Shaders from Aztec Ruins, Car Chase, Manhattan and DeusEx are helped.

Results for ICL and TGL are similar to SKL.

Results for BDW are similar to SKL except for DeusEx shader that has a
workgroup size 16 but in BDW picks the SIMD8.

Reviewed-by: Francisco Jerez <currojerez@riseup.net>
Part-of: <https://gitlab.freedesktop.org/mesa/mesa/merge_requests/3226>
---
 src/intel/compiler/brw_fs_nir.cpp | 36 ++++++++++++++++++++-----------
 1 file changed, 23 insertions(+), 13 deletions(-)

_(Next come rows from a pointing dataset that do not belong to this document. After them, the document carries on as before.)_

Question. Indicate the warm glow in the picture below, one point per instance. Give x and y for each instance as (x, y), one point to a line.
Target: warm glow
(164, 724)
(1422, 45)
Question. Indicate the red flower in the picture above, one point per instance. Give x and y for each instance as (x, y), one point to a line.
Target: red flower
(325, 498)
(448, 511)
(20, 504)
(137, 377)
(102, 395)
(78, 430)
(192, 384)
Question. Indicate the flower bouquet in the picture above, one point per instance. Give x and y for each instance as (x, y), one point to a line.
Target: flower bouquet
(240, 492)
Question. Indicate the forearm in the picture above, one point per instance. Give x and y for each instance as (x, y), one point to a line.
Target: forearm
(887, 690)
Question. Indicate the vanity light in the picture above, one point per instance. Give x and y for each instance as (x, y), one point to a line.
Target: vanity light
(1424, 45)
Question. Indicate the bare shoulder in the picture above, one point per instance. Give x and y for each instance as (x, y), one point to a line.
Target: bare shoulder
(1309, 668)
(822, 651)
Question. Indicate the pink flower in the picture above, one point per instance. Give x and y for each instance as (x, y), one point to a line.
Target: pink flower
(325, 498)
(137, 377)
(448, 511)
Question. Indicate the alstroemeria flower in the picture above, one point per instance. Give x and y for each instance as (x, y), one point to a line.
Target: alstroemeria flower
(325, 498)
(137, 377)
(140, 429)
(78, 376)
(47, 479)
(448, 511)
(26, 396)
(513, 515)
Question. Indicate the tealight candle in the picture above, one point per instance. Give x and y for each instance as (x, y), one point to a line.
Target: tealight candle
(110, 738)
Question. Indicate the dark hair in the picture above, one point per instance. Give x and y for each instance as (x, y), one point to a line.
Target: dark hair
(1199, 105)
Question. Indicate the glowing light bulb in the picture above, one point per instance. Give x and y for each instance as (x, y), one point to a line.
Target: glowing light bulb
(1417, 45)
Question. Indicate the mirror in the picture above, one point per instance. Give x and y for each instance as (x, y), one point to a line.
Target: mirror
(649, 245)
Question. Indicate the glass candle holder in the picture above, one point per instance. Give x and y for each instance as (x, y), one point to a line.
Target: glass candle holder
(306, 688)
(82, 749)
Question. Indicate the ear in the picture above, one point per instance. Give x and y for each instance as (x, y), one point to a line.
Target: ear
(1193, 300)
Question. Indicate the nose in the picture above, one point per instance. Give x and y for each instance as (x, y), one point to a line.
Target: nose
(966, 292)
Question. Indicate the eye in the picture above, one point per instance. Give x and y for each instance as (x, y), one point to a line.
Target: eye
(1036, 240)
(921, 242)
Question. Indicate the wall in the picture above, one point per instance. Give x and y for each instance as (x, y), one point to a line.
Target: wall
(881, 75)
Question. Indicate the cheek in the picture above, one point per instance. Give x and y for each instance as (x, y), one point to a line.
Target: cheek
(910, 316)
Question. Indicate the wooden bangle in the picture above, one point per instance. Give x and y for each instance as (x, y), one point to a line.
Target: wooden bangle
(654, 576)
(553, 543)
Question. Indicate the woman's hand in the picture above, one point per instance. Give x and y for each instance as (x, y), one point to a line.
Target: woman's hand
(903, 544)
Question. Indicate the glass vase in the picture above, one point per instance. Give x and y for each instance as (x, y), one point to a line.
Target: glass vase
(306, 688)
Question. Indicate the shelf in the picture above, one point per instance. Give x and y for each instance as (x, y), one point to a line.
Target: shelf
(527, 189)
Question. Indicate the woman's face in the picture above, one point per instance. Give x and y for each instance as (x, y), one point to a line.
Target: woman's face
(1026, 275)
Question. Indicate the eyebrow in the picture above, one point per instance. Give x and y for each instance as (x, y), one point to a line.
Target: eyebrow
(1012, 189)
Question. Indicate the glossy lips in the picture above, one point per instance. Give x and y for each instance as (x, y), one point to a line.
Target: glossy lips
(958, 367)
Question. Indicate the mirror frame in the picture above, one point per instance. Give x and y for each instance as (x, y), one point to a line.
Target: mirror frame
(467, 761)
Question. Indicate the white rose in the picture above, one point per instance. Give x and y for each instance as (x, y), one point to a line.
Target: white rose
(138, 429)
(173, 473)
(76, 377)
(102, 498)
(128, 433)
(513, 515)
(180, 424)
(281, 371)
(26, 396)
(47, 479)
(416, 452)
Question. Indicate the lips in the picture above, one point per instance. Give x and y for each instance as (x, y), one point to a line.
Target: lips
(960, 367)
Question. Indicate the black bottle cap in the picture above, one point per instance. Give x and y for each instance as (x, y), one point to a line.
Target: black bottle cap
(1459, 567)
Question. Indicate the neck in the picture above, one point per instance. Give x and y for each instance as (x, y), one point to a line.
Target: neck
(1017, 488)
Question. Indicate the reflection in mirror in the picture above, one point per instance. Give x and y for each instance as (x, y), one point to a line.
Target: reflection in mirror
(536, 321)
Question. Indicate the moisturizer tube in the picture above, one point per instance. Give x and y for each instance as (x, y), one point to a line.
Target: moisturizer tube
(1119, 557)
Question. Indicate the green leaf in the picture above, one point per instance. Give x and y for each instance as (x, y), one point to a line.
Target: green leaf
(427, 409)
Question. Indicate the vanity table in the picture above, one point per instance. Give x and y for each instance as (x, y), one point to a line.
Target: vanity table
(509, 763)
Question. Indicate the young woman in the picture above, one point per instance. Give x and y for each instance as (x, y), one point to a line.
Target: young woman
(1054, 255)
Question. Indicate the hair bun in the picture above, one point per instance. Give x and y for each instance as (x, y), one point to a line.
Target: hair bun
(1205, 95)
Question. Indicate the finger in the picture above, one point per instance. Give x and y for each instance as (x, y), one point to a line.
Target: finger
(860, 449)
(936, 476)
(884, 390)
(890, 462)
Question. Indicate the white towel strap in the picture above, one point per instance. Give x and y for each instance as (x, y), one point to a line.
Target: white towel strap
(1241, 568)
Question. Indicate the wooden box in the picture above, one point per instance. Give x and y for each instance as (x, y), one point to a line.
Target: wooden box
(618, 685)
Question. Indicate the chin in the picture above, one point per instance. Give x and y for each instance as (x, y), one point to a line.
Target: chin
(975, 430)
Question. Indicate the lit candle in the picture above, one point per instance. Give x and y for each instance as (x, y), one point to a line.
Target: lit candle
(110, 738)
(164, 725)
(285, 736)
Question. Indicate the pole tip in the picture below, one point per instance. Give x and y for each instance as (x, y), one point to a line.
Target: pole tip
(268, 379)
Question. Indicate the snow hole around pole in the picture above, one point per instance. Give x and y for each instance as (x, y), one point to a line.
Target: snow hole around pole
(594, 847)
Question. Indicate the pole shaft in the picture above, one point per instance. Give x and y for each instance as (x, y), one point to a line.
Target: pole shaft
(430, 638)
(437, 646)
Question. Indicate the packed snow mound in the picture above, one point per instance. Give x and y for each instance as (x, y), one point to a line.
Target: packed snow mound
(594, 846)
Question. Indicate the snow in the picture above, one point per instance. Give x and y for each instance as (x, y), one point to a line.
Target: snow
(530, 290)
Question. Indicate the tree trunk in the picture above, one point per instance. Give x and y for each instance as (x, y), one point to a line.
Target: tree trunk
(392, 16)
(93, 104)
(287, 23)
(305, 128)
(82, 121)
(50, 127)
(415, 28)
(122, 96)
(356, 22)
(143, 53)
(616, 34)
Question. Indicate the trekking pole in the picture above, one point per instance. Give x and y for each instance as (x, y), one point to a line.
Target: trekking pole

diff --git a/src/intel/compiler/brw_fs_nir.cpp b/src/intel/compiler/brw_fs_nir.cpp
index 3bed5406576..0b4d50c56e3 100644
--- a/src/intel/compiler/brw_fs_nir.cpp
+++ b/src/intel/compiler/brw_fs_nir.cpp
@@ -4239,25 +4239,32 @@ fs_visitor::nir_emit_intrinsic(const fs_builder &bld, nir_intrinsic_instr *instr
          l3_fence = modes & (nir_var_shader_out |
                              nir_var_mem_ssbo |
                              nir_var_mem_global);
-         /* Prior to gen11, we only have one kind of fence. */
-         slm_fence = devinfo->gen >= 11 && (modes & nir_var_mem_shared);
-         l3_fence |= devinfo->gen < 11 && (modes & nir_var_mem_shared);
+         slm_fence = modes & nir_var_mem_shared;
       } else {
-         if (devinfo->gen >= 11) {
-            l3_fence = instr->intrinsic != nir_intrinsic_memory_barrier_shared;
-            slm_fence = instr->intrinsic == nir_intrinsic_group_memory_barrier ||
-                        instr->intrinsic == nir_intrinsic_memory_barrier ||
-                        instr->intrinsic == nir_intrinsic_memory_barrier_shared;
-         } else {
-            /* Prior to gen11, we only have one kind of fence. */
-            l3_fence = true;
-            slm_fence = false;
-         }
+         l3_fence = instr->intrinsic != nir_intrinsic_memory_barrier_shared;
+         slm_fence = instr->intrinsic == nir_intrinsic_group_memory_barrier ||
+                     instr->intrinsic == nir_intrinsic_memory_barrier ||
+                     instr->intrinsic == nir_intrinsic_memory_barrier_shared;
       }
 
       if (stage != MESA_SHADER_COMPUTE)
          slm_fence = false;
 
+      /* If the workgroup fits in a single HW thread, the messages for SLM are
+       * processed in-order and the shader itself is already synchronized so
+       * the memory fence is not necessary.
+       *
+       * TODO: Check if applies for many HW threads sharing same Data Port.
+       */
+      if (slm_fence && workgroup_size() <= dispatch_width)
+         slm_fence = false;
+
+      /* Prior to Gen11, there's only L3 fence, so emit that instead. */
+      if (slm_fence && devinfo->gen < 11) {
+         slm_fence = false;
+         l3_fence = true;
+      }
+
       /* Be conservative in Gen11+ and always stall in a fence.  Since there
        * are two different fences, and shader might want to synchronize
        * between them.
@@ -4287,6 +4294,9 @@ fs_visitor::nir_emit_intrinsic(const fs_builder &bld, nir_intrinsic_instr *instr
             ->size_written = 2 * REG_SIZE;
       }
 
+      if (!l3_fence && !slm_fence)
+         ubld.emit(FS_OPCODE_SCHEDULING_FENCE);
+
       break;
    }
 
-- 
2.30.2